I went hoping to find the sort of place that has its own rhythm and order of existence, but when I got there I found that all the rhythms I’m used to had followed me – the morning rhythm that results in antsy kids if we don’t get out of the house soon enough and the lack-of-inspiration rhythm that still leaves me with a complete blank when the plans I had in mind fall through. I wasn’t confronted with much of anything except my usual frustration and the wish that the four of us could get our own rhythms more in sync.

When I was little we used to go through Radium on the way home from our cottage. At least I think that’s where we were going to and coming from. Nothing about my memories of that time fit with this experience over 30 years later. What I wanted to do was relive that experience of soaking in the hot springs and putting jammies on and feeling cozy and falling asleep in the car. I was even willing for it to be my kids falling asleep in the car instead of me.
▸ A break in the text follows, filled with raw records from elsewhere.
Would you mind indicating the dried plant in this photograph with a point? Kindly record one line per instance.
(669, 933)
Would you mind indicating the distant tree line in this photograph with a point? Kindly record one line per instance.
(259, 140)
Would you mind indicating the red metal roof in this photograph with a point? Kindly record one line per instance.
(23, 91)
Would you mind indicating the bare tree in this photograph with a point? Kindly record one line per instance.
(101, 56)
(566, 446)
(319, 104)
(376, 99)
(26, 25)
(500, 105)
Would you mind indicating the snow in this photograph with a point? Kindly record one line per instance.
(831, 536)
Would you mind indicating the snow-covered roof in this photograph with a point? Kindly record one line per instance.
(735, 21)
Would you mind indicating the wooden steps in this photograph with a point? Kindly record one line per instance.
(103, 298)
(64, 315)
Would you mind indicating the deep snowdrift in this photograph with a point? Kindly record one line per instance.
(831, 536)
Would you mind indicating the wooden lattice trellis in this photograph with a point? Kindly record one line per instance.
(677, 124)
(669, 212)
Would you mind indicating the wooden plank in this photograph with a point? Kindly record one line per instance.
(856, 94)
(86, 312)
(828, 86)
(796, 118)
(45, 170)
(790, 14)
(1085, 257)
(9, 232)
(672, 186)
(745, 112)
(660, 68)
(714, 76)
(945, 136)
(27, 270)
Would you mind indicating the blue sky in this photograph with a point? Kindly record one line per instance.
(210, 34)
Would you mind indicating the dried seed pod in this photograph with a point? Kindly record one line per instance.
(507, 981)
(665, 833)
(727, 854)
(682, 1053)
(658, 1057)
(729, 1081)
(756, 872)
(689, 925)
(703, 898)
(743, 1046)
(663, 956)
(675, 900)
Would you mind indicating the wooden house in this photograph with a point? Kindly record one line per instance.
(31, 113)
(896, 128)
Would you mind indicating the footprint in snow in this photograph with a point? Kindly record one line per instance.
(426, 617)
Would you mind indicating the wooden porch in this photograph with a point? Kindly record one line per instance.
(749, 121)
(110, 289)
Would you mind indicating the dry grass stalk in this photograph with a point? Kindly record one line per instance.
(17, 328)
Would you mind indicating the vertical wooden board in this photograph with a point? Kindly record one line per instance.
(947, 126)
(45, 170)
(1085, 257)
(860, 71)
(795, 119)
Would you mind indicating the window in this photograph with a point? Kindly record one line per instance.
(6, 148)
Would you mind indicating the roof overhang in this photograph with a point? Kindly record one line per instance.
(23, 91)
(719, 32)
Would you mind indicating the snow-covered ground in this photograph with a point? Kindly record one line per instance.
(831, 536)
I wanted to go and try some winter activities that have long appealed to me but that we haven’t really done, even with all our winter exploring here. I wanted to skate on the lake and go snowshoeing and possibly even ski for a day. But when we got there the lake wasn’t frozen and there was no snow on the ground and the hot springs weren’t at all like I remembered them. Still nice, but decidedly less relaxing with a hyper, impulsive six-year-old in tow.

It just wasn’t a good trip, you know?

In the end I think my feelings about the lack of inspiration that trip provided were more about my own (possibly unrealistic) high expectations and subsequent disappointment than anything to do with the place itself.

Luckily, I have found redemption.

Aerial view of Grande Rockies Resort

Suddenly, and quite unexpectedly, we had a chance to visit Canmore. Another of my favourite places, Canmore is a truly lovely mountain town. It has a backdrop of snow-covered mountains and a pub I like and trains running through it.

So we went.

We stayed at a place I hadn’t been to before, in a nicely appointed two bedroom suite. Do you know how heavenly a two-bedroom suite is when travelling with kids? Of course you other parents do. You know that you can put the kids to bed (and not in the same room!) and not have to sit in the dark trying to be quiet. And that you can take advantage of the kitchen to feed your early risers some toast and cereal without having to change out of your pajamas and do something about your morning hair. And that you can make yourself a cup of tea whenever you damn well feel like it.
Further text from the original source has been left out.